- Born: 1917 Australia
- Died: 2 November 1990 (aged 72–73) Bourke, New South Wales, Australia
- Cause of death: Blunt force trauma
- Known for: Victim of an unsolved murder

= Murder of Janie Perrin =

1990 unsolved murder case in Australia

The murder of Janie Perrin occurred on 2 November 1990, when Perrin, a 73-year-old grandmother was sexually assaulted and murdered in her home in Bourke, a town in the Far West of the Australian state of New South Wales.

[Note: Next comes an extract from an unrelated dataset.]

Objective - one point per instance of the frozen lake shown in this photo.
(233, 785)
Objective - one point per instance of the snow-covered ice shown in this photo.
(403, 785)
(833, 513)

The crime remains unsolved, and the New South Wales Government offers a reward of $100,000 for information leading to the arrest and conviction of those responsible.

==Crime==
Police believe that shortly after 9 pm on 2 November 1990, after Perrin was last seen walking into her flat in Tarcoon Street, she was attacked by an unknown number of males who sexually assaulted her. Police believe Perrin was bludgeoned by her attackers and that a number of personal items belonging to Perrin were stolen.

==Investigation==
Concerned neighbours contacted Police the following day, who discovered Perrin lying deceased in her unit. Strike Force Pollwood was subsequently formed. It has interviewed hundreds of people during the investigation and remains active. In November 2006, NSW Police doubled the reward to $100,000.